Thursday, March 1, 2007

GDAM: time access

Once the beat (tempo and phase) of a song has been mapped via the Beat Calculator, time access can be very sophisticated. A number of these techniques seem to still be unique to GDAM, I am giving the descriptions here in hopes that all software might offer these powerful features.

Basic precision: position math is done inside the audio thread with sample accuracy. Although file playback may not start immediately(eg hard drive takes time to spin up), the server can keep track of how far behind it falls, and dump a little data to catch up... this makes the song start in synch regardless of file access/encoder delay.

Seeking smoothly: When seeking a song, it starts a new copy at the desired position. While that starts up, the current copy keeps playing. Once the new copy has started, data is dumped to make up for the small startup delay, a quick crossfade occurs, and the old copy is discarded. This keeps position seeks smooth while honoring the *exact* timing of the request.

Relative seeking: relative seeking is requested by the client, often seeking by an amount of time which is precisely calculated from the BPM to be an even number of beats. The jump is executed using the smooth seek functionality to keep sample accuracy. The medium-scale seek buttons seek anywhere from 1 to 32 beats forwards or backwards. Because the audio engine accounts for startup delay, the beat is *perfectly* maintained when relative seeking in this way. This gives incredible control over playback of the song... press "back 4 beats" every four beats, and you are looping a perfect bar. Because you are seeking by an amount, rather than to a position, you can time the jump however you want (at any point in the bar not just at an even bar boundary) while keeping the beat.

Jumping to any point in song while keeping beat: the client has an approximate idea of where song playback is... not sample accurate, but within 1/10th of a beat. The user can click on any point in a song, and jump there without dropping the beat. The client calculates the difference between where playback is and where you want it to be, rounds that difference to an even number of beats or bars, then issues a relative seek in that amount. This opens up music to be completely time-accessible, rearranged at will in real time, without dropping the beat.

Index points: When beatmatching, you can go beyond simple tempo and phase information, and add index points at certain places within the songs such as verse, chorus, breakdown, outro. These are clearly marked in the timeline, and you can jump to them in beat. When i'm playing a hip-hop song, I'll cut every chorus to half size and skip over the guest verse. I can edit a song down to just the meaty core, or do long remixes by extending each instrumental moment into 8 bars of beat juggling and effects.

Sub-beat time access: this is usually used to nudge a song into synch with another audio source. There is a ruler representing one beat, click anywhere along it to seek an amount between 1/2 beat back to 1/2 beat foward. The closer to the ruler's center mark, the smaller the seek. When I hear my song playing out of synch, I know from the rhythmic relationship (1/4 or 1/16 beat ahead or behind) where on the ruler to click.

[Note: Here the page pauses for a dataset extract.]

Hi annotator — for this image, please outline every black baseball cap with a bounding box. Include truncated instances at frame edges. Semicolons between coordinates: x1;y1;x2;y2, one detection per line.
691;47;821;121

This allows me to instantly correct, rather than nudging it incrementally or guessing how far to seek.

Video Playback: volume compression

I live in an apartment, the walls are thin, and I enjoy my TV and movies late at night. The dynamic range is way too high, some dialogue is barely audible at full volume but sudden action explodes in a frantic dive for the volume control. Volume normalization can mitigate this somewhat at extreme settings, but it is imprecise and inaccessible.

A better model: interactive volume mode, simple controls which adjust expander / compressor / limiter to intuitively adjust dynamics. If I can't hear the dialogue, I indicate "too quiet". This boosts the input volume or otherwise adjust the dynamics to boost quiet parts. After the first car crash, I indicate "too loud". This looks at the maximum output volume during the last 10 seconds, and adjusts the compressor/limiter to guarantee that nothing will produce output louder than 90% of that. The system would quickly be tuned to the content and my environment.